In the September 30 online journal Royal Society Open Science, Stankowich and Caro’s “Concordance on zebra stripes: a comment on Larison et al (2015),” finds both agreement and disagreement with another zebra study. The Royal Society is the independent scientific academy of the UK and the Commonwealth, and the world’s oldest scientific organization.

Stankowich and Caro compared their own previous findings to those of a team led by Brenda Larison of UCLA that appeared in a January Royal Society Open Science article, “How the zebra got its stripes: a problem with too many solutions.” Larison’s group studied the plains zebra, one of three zebra species, and how environmental factors influenced variations in striping within this species.

“Our comment focused on the idea that it’s better to look at how different studies and different research methodologies can complement each other and show similar results rather than trying to divide two studies and focus on small differences,” Stankowich said.

“Based on their findings, they suggest that zebra stripes serve as a way to regulate body temperature and to cool off the animal because they found significant associations of variation in the pattern with temperature — more intense striping in environments that have higher temperatures,” Stankowich said. “The also found an association with areas with high precipitation as well, but they focused on temperatures as the most powerful of their findings. Intense striping was associated with high ambient environmental temperatures.”

Stankowich and Caro, along with Amanda Izzo, Hannah Walker (a current CSULB biological sciences master’s student) and Robert C. Reiner Jr. of UC Davis had published their own research, “The function of zebra stripes,” in the April 1, 2014 Nature Communications.

“We found initially in our paper that while there was no significant effect of high temperatures alone on striping across all equids — our paper was on all of the zebra and horse species, not just the one,” he continued. “We combined a factor of high temperature and high humidity for at least six to seven months of the year, which is a good proxy for biting fly activity. We found that this proxy was strongly associated with intense striping. That was clearly the best predictor; it was almost a perfect match for species that had leg stripes and body stripes as well.”

Stankowich and Caro’s comment suggests that Larison and her colleagues’ findings “not only support what we found as well, but also support our hypothesis that biting fly activity is more important as a mechanism for striping evolution than temperature alone is. They found effects of both temperature and precipitation, which is similar to what we found in terms of temperature and humidity.

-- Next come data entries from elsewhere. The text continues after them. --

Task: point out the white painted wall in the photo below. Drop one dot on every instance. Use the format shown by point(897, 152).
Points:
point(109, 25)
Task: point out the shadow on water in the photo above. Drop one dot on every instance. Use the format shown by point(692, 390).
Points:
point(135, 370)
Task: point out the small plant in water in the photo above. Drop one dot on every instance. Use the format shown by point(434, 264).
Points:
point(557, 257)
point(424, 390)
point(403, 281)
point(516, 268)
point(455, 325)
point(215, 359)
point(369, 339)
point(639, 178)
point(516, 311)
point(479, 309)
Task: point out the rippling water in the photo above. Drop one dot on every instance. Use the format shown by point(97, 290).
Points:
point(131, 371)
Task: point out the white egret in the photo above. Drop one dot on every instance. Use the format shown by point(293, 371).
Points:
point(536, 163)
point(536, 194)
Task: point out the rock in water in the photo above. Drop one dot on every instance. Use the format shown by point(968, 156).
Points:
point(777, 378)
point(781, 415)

“Our study was one across all seven equid species and 21 subspecies as well,” he continued. “Their study focused on one single species of zebra. So, their results can’t speak to the original evolution of zebra striping to begin with. It can only speak to explaining variation within the species that they examined, which is really interesting on its own! Whereas, ours, because it looked at striping in zebras and non-striped equids, sheds light on how these factors influenced the original evolution of striping in this entire group.”

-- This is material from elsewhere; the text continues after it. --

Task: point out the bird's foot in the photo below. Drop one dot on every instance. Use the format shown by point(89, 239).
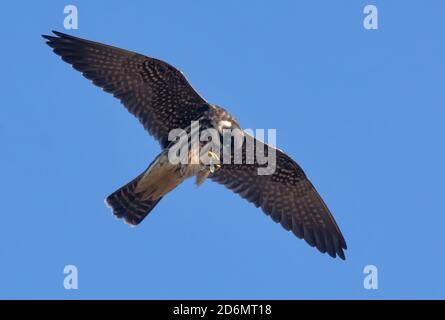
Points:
point(213, 158)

Stankowich and Caro also said the Larison group’s suggested mechanism of thermoregulation — that stripes might help cool zebras by creating eddies of air over the animal’s body — isn’t well supported and that field measurements suggest that zebras actually are warmer than other animals.

Larison’s co-authors included Ryan J. Harrigan, Thomas B. Smith, Alec M. Chan-Golston and Elizabeth Li of UCLA; Daniel I. Rubenstein of Princeton University; and Henri A. Thomassen of the University of Tübingen, Germany.

But both teams do agree on several things, Stankowich says. “We both believe that research should be directed toward trying to unlock what the mechanism is behind either biting fly avoidance or cooling. Those appear to be potentially important explanations, and while we believe there’s a clear mechanism for how stripes can deter biting flies and thereby prevent the spread of diseases, we have yet to see a clear mechanism for how striping can influence body temperature.

“We still feel that the most supported hypothesis is the biting fly hypothesis. We both agree that more research is needed.”